Countries with capital control will not know what to do once Bitcoin becomes well established.
Bitcoin does not evade capital controls.
What the central banks hate is citizens giving the national currency to foreign banks in exchange for foreign currency. But if a Chinese citizen buys BTC with yuan at Huobi, then sells those BTC for dollars at Bitstamp, the yuan do not leave China. The net result is that the Chinese got dollars from some American trader, in exchange for "worthless" bitcoins. That is good for China and bad for the US.
If those bitcoins were mined in China, that is basically China exporting yet another product made in China.
If those bitcoins are part of the loads that were imported from the West in Nov/2013, then the export trade above would be reversing the loss due to those previous imports. Depending on the average price that was paid at the time, it may still mean a profit for China's foreign trade balance.

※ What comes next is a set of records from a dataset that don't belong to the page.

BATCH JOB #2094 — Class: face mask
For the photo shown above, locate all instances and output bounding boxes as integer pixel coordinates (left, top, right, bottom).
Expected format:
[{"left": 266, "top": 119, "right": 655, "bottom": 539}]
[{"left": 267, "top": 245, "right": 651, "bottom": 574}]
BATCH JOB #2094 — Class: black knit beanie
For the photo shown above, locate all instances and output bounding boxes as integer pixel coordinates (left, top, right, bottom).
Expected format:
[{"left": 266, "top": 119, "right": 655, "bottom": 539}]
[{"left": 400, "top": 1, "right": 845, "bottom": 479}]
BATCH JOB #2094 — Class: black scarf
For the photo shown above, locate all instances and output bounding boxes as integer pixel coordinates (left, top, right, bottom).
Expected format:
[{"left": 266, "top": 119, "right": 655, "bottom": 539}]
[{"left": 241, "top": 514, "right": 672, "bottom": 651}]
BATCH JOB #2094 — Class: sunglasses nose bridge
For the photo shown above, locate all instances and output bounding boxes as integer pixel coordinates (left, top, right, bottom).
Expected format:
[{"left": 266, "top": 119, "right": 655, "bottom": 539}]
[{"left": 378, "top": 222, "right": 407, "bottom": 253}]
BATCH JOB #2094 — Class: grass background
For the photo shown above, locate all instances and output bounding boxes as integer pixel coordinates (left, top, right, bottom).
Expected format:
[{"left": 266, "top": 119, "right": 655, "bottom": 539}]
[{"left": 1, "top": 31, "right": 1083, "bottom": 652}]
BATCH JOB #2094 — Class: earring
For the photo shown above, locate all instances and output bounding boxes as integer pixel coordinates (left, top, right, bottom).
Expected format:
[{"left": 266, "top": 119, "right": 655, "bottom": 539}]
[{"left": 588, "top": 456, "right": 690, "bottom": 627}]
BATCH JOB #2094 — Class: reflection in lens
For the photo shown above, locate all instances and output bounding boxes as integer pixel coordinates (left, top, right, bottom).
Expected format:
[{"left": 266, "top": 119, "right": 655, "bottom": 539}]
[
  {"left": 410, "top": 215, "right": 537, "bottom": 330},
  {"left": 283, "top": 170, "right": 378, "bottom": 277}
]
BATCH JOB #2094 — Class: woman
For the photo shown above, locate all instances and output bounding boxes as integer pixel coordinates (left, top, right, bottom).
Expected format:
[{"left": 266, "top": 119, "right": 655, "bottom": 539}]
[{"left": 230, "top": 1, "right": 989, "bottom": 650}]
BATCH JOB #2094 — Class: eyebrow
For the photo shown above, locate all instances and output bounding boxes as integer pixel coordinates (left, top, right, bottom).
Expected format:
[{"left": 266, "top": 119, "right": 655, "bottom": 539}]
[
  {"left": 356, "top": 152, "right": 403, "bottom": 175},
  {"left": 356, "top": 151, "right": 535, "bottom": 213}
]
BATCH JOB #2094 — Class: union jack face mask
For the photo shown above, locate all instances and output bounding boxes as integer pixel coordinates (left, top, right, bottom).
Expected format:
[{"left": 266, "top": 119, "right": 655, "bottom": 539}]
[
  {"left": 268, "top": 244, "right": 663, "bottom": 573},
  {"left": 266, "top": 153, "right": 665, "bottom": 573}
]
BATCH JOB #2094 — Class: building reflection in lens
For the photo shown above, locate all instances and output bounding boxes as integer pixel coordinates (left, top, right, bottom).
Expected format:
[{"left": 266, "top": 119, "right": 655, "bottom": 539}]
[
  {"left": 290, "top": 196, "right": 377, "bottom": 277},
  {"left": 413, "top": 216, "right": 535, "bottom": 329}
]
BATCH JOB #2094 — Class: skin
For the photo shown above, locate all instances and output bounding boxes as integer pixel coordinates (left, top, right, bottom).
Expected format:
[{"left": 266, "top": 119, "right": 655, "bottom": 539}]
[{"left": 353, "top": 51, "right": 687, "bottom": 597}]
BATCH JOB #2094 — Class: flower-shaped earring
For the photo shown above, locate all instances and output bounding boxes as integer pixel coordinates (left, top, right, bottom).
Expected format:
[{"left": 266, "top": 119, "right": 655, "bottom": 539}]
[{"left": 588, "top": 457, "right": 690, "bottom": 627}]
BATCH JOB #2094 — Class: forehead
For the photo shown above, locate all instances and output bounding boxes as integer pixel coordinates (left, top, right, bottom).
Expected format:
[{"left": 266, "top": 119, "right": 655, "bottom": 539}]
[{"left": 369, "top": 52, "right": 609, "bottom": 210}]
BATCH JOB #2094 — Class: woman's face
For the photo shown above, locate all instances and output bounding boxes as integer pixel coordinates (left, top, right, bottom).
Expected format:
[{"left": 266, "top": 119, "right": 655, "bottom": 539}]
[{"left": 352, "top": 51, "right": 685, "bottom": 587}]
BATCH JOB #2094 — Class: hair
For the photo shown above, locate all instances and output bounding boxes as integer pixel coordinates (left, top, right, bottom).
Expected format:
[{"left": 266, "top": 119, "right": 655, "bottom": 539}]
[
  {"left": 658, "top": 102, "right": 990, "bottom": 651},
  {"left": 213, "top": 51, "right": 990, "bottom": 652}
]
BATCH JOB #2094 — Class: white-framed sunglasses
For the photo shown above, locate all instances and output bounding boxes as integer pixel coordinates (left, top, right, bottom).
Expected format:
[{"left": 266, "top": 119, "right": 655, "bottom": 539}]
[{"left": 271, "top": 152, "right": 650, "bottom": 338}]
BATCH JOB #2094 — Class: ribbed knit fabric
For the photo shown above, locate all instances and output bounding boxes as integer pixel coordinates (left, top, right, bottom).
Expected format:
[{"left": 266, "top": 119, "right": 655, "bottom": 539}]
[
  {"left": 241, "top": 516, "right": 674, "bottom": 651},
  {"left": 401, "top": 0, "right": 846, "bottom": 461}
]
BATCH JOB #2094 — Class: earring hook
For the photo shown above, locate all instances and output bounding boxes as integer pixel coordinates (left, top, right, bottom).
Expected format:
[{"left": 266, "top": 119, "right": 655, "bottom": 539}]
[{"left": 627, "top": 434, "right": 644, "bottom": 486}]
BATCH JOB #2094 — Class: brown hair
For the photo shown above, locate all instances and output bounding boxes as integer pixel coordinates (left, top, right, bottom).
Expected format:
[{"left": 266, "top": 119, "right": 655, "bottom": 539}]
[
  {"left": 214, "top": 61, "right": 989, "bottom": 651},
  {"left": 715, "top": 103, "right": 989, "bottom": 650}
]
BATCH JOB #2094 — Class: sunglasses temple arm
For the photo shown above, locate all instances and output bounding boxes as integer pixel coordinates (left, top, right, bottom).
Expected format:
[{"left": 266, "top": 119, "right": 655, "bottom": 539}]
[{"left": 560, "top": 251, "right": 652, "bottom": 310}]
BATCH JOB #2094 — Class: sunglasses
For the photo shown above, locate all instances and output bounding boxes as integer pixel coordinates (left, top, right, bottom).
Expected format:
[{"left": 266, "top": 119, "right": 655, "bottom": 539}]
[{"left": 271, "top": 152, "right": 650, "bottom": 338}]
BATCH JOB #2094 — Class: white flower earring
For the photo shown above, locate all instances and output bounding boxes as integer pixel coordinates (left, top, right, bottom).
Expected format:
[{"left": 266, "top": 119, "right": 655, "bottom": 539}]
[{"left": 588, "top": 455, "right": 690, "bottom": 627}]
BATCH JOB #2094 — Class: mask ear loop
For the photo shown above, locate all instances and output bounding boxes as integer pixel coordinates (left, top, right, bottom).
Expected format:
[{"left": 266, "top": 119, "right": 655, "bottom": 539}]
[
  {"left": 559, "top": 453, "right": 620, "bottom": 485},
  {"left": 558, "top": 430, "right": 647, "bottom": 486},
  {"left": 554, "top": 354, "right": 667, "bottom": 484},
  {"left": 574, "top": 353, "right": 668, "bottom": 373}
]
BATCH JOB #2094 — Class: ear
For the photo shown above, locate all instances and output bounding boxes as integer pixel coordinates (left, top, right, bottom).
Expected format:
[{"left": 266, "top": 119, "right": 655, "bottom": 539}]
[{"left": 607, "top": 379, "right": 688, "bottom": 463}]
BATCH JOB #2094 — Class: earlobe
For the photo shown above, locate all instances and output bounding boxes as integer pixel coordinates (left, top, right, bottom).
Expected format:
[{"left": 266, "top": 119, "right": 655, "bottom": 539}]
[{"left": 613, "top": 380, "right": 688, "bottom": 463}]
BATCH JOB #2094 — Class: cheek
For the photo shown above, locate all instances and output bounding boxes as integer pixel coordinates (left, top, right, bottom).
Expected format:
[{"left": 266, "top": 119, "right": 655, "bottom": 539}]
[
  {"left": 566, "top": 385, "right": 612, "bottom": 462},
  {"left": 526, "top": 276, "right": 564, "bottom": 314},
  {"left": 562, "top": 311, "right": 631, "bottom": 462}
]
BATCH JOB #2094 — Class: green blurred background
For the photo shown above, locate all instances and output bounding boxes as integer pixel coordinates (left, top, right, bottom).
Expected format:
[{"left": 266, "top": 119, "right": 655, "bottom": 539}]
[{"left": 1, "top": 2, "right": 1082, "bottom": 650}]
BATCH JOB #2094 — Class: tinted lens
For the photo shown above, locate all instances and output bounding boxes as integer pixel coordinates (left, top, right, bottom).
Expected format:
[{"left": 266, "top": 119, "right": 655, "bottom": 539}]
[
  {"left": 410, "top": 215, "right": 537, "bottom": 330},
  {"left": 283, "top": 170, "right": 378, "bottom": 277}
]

My pet theory for the collapse of MtGOX is that Mark himself bought bitcoins from his customers with non-existing dollars, and sold them at some Chinese exchange, hoping to be able to bring the money out of China at a later date. But the Dec/2013 decree blocked that transfer... EDIT: In that case, the trade above would be China selling to Westerners the bitcoins that Mark stole from his clients, and the Chinese government stole from him...
Your pet theory is quite plausible, I think along similar lines. But why do you say "Chinese government stole from him"?
If Mark Karpeles was selling MtGox customers' bitcoins on Chinese exchanges, he should still have a ton of yuan IOUs, prepared to buy back
bitcoins at the bottom of the bear market. Do you mean that Karpeles was robbed of those IOUs by the Chinese authorities?